The Closest eSports Has Ever Gotten to the Olympics

During the 2020 Summer Olympics in Tokyo, Intel decided to take a broad step. As the world was preparing to watch athletes across the globe fight for gold, silver, and bronze at the Olympics, Intel was preparing a tournament of its own. The Intel World Open eSports tournament. A virtual competition based on two video games, Street Fighter V and Rocket League. The event attracted many viewers worldwide, with one Rocket League bout having around 300,000 streamers on Twitch.

With the Olympics underway, Intel reached an agreement with IOC, seeing the World Open eSports tournament stream on the official Tokyo 2020 website. This was the closest eSports has ever been to the Olympics since the industry became popular. What followed was a comment from David Lappartient, the chair of the eSports and gaming liaison group, a subsidiary of the International Olympic Committee. He stated that this marked a positive step between the world of eSports and the Olympics movement. No further remarks were added after the comment.

Will eSports Ever Be Among The Olympics Events?

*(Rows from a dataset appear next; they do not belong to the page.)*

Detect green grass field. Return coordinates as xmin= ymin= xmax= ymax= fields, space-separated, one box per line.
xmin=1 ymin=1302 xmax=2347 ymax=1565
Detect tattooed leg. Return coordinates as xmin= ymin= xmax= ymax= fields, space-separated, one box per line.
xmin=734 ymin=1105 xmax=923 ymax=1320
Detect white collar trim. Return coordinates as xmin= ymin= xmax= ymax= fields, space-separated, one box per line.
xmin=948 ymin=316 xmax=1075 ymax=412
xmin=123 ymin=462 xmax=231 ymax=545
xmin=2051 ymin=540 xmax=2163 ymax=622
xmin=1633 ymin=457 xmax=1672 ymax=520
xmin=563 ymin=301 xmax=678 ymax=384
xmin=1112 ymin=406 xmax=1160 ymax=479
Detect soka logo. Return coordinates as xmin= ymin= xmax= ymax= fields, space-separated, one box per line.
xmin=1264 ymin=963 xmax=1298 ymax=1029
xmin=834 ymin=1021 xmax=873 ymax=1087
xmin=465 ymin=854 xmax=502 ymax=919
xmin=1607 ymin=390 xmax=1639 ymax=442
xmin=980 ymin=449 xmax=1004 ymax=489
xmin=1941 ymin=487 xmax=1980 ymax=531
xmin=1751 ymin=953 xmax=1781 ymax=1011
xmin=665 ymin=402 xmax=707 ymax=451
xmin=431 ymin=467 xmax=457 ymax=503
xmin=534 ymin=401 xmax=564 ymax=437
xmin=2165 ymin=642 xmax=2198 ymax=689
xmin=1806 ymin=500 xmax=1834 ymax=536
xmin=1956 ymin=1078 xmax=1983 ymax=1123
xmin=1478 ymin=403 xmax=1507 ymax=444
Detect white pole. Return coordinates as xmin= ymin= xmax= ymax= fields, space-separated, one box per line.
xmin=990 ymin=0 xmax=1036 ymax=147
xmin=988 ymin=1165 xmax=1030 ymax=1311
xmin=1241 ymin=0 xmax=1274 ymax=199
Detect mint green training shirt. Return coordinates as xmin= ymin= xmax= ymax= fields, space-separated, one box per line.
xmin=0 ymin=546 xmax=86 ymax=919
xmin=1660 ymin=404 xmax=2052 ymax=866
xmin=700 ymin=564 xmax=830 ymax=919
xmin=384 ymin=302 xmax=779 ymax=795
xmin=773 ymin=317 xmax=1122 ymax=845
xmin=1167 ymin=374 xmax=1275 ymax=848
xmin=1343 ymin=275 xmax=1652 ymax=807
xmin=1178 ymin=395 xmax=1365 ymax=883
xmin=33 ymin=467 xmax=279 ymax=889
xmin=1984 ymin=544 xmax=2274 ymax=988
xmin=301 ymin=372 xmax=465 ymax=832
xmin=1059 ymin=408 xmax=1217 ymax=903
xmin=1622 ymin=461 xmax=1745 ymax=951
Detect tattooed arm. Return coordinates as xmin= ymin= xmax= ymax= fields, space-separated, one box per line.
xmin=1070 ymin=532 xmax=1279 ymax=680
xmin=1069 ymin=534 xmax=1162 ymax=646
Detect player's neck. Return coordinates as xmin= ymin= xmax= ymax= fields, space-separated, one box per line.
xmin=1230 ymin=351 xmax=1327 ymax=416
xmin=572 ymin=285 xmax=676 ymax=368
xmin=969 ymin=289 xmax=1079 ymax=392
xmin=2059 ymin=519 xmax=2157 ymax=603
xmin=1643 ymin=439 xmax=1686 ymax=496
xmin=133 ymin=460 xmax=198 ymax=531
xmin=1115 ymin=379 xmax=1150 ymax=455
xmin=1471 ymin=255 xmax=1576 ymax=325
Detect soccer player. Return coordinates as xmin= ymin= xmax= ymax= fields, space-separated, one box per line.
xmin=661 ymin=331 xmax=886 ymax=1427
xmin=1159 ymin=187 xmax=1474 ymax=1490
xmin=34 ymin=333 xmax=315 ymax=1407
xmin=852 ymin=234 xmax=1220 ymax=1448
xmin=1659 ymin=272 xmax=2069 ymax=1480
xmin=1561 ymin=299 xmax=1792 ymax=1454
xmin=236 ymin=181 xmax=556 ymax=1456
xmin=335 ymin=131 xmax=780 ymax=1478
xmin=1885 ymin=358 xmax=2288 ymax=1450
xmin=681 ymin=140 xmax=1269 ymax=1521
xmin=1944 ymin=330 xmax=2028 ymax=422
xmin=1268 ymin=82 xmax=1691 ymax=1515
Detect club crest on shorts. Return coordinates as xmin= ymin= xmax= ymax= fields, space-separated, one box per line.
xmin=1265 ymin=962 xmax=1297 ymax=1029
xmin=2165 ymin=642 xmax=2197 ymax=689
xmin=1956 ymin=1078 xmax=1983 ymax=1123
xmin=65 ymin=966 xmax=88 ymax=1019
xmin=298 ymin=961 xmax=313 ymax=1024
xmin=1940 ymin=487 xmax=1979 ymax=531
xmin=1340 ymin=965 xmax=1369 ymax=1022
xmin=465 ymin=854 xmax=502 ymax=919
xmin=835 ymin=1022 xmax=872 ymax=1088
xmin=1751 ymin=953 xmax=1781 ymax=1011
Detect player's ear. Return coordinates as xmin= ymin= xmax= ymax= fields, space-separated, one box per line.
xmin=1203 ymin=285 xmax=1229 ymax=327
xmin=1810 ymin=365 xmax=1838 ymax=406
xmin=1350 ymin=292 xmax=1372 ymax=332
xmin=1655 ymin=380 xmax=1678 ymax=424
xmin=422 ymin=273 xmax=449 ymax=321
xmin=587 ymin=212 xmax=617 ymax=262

Even though there is no clear relationship between the eSports industry and the Olympics, there are speculations that eSports may make a debut in the Olympics before 2028. The good news is that the eSports fan base is growing fast, with statistics showing that by 2024, the number of eSports viewership will be approximately 577 million. Most eSports enthusiasts are affluent and young. They range between 18 to 34, with some having an incredible following. This has made it easy to market the virtual competitions and increase viewership.

On the other hand, the number of Olympics viewership has been on a free fall. The Tokyo 20 summer Olympics had very few streams, with the New York Times terming it as disappointing. A significant speculation to this sudden drop in the Olympics audience is that Olympics fans are aging, considering the competition has been around for years. The IOC is also adamant in adapting to the current trends. If the viewership continues to decline, the Olympics will be forced to include eSports to attract more viewers and retain its status as one of the most-watched competitions worldwide. eSports investors have been advising the IOC to adapt to the technological changes to cater to different ages and sexes. It is, in fact, one of the best ways to diversify their portfolio and renew fans’ interest.

It is evident that eSports is making headlines with its uniqueness, altogether interrupting the current gaming scene. Despite its massive fan base and ever-growing market value, the International Olympic Committee seems to be creating reasons to keep it out of its portfolio. However, with the growing unpopularity of traditional sports, the IOC is warming up for the uptake, with reports indicating that they are gradually incorporating virtual sports in their portfolio. It is also clear that the IOC may need eSports to remain relevant in the current technological world. This means that there are chances of eSports being added to the Olympic games soon. However, it is unclear to mention how long the incorporation may take.